The Washington Coast Sustainable Salmon Partnership developed this Plan to achieve its Vision:
All watersheds in the Washington Coast Region contain healthy, diverse and self-sustaining populations of salmon, maintained by healthy habitats and
ecosystems, which also support the ecological, cultural, social, and economic needs of human communities.
Download the entire Plan HERE.
The Washington Coast Region represents the last best chance for the Pacific Northwest to get it right.
We still have the fish, and we still have the watersheds. What we need is a road map to get us moving in the right direction. This Plan starts that journey. We need to do both: “Protect the Best” and
“Restore the Rest,” the two components of our motto and our outlook.
Does this mean that we have healthy salmon populations? No, it does not. But we have a fighting chance here of returning their habitats and their numbers to something closer to historical health.

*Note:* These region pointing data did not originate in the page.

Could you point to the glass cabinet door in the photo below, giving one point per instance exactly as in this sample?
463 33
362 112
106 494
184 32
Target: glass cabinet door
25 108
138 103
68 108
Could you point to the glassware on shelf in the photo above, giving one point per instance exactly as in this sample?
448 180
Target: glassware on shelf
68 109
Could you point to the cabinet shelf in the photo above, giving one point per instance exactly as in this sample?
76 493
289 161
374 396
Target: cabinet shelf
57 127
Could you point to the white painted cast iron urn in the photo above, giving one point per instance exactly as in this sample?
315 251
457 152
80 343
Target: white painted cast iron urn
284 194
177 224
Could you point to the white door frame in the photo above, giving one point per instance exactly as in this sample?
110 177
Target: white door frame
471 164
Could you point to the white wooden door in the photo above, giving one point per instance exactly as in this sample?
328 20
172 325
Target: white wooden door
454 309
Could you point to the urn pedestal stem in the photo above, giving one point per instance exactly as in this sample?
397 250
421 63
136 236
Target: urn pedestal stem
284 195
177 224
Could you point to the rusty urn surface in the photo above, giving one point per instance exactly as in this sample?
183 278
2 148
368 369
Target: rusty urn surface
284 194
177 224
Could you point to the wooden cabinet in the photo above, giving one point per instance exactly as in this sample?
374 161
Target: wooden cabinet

Although salmon and steelhead populations in the Washington Coast Region (“Region”) are seriously degraded from historical levels – experts suggest that the current abundance of coastal salmon runs is
probably only about 10% of what it was a hundred years ago – they are healthier than anywhere else in the state.
They are healthier largely because their habitat is more intact than elsewhere. Protecting intact habitat needs to be given a high priority because it is far easier and less expensive to maintain good habitat than
to recreate or restore degraded habitat. Science and common sense strongly suggest that investments made now in the Coast Region can significantly contribute to the successful restoration of wild salmon
populations and will more likely ensure the long-term sustainability of wild salmon than recovery efforts elsewhere.